ECLI:NL:RBGEL:2024:1155

Rechtbank Gelderland

Datum uitspraak
1 maart 2024
Publicatiedatum
5 maart 2024
Zaaknummer
10640166 \ CV EXPL 23-2157
Instantie
Rechtbank Gelderland
Type
Uitspraak
Rechtsgebied
Civiel recht; Verbintenissenrecht
Procedures
  • Eerste aanleg - enkelvoudig
Vindplaatsen
  • Rechtspraak.nl
AI samenvatting door LexboostAutomatisch gegenereerd

Vordering tot ontbinding huurovereenkomst en ontruiming gehuurde afgewezen; huurachterstand toegewezen

In deze zaak heeft de kantonrechter van de Rechtbank Gelderland op 1 maart 2024 uitspraak gedaan in een geschil tussen STICHTING TALIS, de verhuurder, en een huurder. De verhuurder vorderde ontbinding van de huurovereenkomst en ontruiming van het gehuurde vanwege een huurachterstand van € 3.760,90. De huurder erkende de huurachterstand, maar voerde aan dat deze was ontstaan door een afwijzing van haar uitkeringsaanvraag door de gemeente, wat achteraf onterecht bleek te zijn.

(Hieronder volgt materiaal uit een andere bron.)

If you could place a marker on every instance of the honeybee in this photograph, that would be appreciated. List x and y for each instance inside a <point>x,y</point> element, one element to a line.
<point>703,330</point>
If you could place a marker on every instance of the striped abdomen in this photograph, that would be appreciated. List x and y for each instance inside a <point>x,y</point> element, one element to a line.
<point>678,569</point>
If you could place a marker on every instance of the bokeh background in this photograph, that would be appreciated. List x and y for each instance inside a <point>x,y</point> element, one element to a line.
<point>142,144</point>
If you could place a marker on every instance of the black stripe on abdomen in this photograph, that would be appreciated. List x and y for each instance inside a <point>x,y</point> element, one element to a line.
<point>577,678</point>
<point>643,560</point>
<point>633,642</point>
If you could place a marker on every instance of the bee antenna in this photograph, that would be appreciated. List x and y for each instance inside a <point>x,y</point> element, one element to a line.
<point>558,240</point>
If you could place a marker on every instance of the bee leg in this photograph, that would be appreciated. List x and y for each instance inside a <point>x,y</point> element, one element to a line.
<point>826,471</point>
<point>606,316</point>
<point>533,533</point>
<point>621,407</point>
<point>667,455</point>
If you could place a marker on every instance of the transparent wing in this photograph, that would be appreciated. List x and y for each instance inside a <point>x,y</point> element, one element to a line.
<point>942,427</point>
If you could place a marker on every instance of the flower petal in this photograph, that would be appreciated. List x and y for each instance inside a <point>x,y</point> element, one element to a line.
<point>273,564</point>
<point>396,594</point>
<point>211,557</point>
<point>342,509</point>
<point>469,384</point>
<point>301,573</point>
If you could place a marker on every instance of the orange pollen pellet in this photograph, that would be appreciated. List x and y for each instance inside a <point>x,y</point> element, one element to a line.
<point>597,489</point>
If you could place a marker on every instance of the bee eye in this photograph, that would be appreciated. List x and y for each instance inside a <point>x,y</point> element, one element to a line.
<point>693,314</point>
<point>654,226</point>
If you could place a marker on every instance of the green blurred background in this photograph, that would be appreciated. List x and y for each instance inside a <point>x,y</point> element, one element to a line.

De huurder had inmiddels hulp gezocht en was in staat om de huur te betalen en de achterstand af te lossen.

De kantonrechter overwoog dat de huurachterstand in beginsel de gevorderde ontbinding en ontruiming rechtvaardigde, maar besloot deze vordering af te wijzen. De reden hiervoor was dat de huurder met twee minderjarige kinderen in het gehuurde woont en dat de verhuurder te laat had aangemeld voor gemeentelijke schuldhulpverlening. Dit had mogelijk kunnen voorkomen dat de huurachterstand zo hoog opliep. De kantonrechter benadrukte dat de huurder wel degelijk haar betalingsverplichtingen moet nakomen en dat zij verstandig moet omgaan met de hulp die zij ontvangt.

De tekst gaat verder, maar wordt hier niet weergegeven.